Friday might be compliance-focused: documenting security controls for EU AI Act requirements, reviewing risk assessments for high-risk AI systems, or updating internal security policies to reflect new threats. This regulatory dimension is growing rapidly as AI-specific regulations take effect.
Skills Comparison
| Skill Area | AI Red Team Engineer | AI Security Engineer |
|---|---|---|
| Adversarial ML | Expert: deep knowledge of attack techniques | Proficient: enough to understand and defend against attacks |
| Attack Tooling | Builds and maintains adversarial testing tools | Uses adversarial tools, builds defensive systems |
| Defense Engineering | Advisory: recommends fixes in reports | Hands-on: builds input validation, monitoring, guardrails |
| Compliance | Limited involvement | EU AI Act, NIST AI RMF, documentation and governance |
| Research | Heavy: reads and reproduces academic attacks | Moderate: stays current on threats, implements defenses |
| Creativity | Core: inventing novel attack techniques | Applied: creative defense design and architecture |
Salary Breakdown
Salary ranges for AI Red Team Engineers and AI Security Engineers are nearly identical. Both roles require scarce skills and command premium compensation.
| Level | AI Red Team Engineer | AI Security Engineer |
|---|---|---|
| Mid-Level (2 to 5 years) | $155K to $200K | $147K to $195K |
| Senior (5 to 8 years) | $200K to $250K | $195K to $245K |
| Staff / Principal | $240K to $285K | $235K to $285K |
At the mid-level, red team engineers may earn slightly more because the role demands deeper offensive specialization and fewer candidates have the adversarial ML expertise required. At senior and staff levels, the ranges converge because both roles require strategic thinking, leadership, and deep technical expertise. The total compensation at frontier AI labs (OpenAI, Anthropic, Google DeepMind) can exceed these ranges when equity is included.
Career Path
Organizational Structure
At large AI companies, the AI red team and AI security engineering functions are separate teams within the broader security organization. The red team reports into offensive security leadership. The security engineering team reports into product security or platform security leadership. At smaller companies and AI startups, both functions are typically combined into a single team where engineers perform both offensive and defensive work.
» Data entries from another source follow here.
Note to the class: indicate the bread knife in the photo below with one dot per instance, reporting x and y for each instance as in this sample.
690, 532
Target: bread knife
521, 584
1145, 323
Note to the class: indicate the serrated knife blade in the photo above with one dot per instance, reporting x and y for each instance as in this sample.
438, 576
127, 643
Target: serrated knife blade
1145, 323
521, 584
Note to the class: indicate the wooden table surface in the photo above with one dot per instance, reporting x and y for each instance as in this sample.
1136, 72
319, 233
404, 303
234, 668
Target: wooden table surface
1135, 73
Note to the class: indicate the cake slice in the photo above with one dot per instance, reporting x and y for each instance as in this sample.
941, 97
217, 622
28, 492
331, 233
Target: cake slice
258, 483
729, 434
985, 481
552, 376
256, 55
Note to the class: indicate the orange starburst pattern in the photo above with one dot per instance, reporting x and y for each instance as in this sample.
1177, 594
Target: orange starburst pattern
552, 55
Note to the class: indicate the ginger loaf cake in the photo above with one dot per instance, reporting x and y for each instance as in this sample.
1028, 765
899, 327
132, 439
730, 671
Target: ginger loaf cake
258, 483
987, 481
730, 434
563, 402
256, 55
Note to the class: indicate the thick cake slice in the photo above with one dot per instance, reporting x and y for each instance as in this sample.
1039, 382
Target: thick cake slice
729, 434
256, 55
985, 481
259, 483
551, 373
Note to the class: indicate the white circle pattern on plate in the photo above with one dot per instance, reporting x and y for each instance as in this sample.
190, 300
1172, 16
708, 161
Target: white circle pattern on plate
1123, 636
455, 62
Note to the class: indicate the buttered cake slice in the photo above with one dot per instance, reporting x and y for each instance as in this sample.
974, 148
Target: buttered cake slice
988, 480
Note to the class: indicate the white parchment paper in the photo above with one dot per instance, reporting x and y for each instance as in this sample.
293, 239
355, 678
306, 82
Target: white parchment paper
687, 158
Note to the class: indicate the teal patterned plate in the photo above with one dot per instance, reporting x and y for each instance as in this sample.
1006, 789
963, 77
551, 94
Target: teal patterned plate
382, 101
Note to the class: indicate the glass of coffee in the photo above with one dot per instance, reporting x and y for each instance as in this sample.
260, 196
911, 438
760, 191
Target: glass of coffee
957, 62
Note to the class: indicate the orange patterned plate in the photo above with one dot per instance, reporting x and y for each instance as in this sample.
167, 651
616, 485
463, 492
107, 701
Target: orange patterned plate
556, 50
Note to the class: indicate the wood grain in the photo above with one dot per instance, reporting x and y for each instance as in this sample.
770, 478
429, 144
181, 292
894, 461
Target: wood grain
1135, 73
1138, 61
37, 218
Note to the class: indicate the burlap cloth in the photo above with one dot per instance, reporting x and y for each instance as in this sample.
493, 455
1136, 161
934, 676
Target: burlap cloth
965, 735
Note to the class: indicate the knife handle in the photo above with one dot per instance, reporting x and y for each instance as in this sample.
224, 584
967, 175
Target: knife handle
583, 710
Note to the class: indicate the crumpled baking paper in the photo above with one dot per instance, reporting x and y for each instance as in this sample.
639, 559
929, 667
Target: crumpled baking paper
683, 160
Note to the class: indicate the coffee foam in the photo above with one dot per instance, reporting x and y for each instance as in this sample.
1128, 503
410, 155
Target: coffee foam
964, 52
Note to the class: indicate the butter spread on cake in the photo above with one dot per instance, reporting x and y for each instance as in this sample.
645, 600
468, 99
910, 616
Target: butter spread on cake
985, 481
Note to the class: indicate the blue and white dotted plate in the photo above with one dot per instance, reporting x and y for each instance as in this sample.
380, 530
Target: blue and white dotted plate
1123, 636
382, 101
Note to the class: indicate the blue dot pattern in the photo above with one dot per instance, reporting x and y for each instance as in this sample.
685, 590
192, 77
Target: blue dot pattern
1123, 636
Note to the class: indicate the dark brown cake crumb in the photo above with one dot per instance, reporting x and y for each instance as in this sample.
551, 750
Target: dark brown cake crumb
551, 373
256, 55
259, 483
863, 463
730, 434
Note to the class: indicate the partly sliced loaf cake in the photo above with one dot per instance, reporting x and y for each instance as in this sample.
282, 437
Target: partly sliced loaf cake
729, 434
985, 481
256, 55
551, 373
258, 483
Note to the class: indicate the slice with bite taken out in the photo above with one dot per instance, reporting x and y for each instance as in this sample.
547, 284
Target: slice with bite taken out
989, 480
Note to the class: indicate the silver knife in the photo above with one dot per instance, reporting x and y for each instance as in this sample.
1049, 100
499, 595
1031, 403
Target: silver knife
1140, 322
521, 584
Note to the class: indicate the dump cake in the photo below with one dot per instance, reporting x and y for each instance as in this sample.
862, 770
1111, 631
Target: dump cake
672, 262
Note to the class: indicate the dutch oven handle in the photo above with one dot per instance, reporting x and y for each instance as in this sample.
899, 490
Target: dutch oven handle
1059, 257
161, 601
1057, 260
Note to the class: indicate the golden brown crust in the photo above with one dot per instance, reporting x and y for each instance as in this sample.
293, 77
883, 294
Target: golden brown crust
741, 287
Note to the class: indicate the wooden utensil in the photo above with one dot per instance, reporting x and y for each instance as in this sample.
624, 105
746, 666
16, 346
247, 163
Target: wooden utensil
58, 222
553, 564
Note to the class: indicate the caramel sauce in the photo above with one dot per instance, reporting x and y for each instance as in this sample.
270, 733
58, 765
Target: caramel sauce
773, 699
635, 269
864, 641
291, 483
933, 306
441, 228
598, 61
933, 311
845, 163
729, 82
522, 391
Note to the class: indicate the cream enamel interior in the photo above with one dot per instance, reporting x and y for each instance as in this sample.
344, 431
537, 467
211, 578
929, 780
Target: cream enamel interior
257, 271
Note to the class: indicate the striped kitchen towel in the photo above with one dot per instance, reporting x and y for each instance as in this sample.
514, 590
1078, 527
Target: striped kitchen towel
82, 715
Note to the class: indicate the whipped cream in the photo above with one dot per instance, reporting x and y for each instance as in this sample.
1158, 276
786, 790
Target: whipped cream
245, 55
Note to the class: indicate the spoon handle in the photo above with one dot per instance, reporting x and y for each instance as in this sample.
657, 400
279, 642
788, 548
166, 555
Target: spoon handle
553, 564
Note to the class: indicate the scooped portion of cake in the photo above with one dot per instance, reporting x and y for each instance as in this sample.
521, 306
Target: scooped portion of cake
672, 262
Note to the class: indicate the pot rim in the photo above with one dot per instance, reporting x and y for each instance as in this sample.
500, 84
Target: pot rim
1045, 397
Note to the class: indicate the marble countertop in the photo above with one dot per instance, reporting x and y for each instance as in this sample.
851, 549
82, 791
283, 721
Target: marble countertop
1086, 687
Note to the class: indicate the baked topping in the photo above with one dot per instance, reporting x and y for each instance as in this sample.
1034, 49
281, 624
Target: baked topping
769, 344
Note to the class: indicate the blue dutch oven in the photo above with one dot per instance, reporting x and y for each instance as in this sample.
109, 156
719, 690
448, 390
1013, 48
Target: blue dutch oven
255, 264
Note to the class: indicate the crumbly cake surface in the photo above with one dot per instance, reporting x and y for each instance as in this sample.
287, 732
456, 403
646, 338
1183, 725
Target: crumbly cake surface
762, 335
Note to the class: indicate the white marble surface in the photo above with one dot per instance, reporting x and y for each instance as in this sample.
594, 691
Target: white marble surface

The question of specialization versus breadth depends on company size and maturity. At a 50-person AI startup, you will do both red teaming and defense engineering. At Google, you will specialize. Neither path is inherently better. Generalist roles build breadth. Specialist roles build depth. Both lead to senior leadership positions.
Red Teaming as a Sub-Specialty
AI red teaming is best understood as a sub-specialty within AI security rather than a separate career track. Most AI red team engineers started as security engineers or penetration testers who specialized in adversarial ML. The reverse transition, from red team to broader security engineering, is also common. Engineers who spend years finding vulnerabilities develop strong intuition about what defenses actually work, making them effective security architects.
Career Convergence at Leadership
At the director level and above, the distinction between offensive and defensive AI security fades. An AI Security Director oversees both the red team and the defense engineering team. They need to understand both perspectives to make strategic decisions about where to invest resources. Whether you enter through red teaming or security engineering, the leadership destination is the same.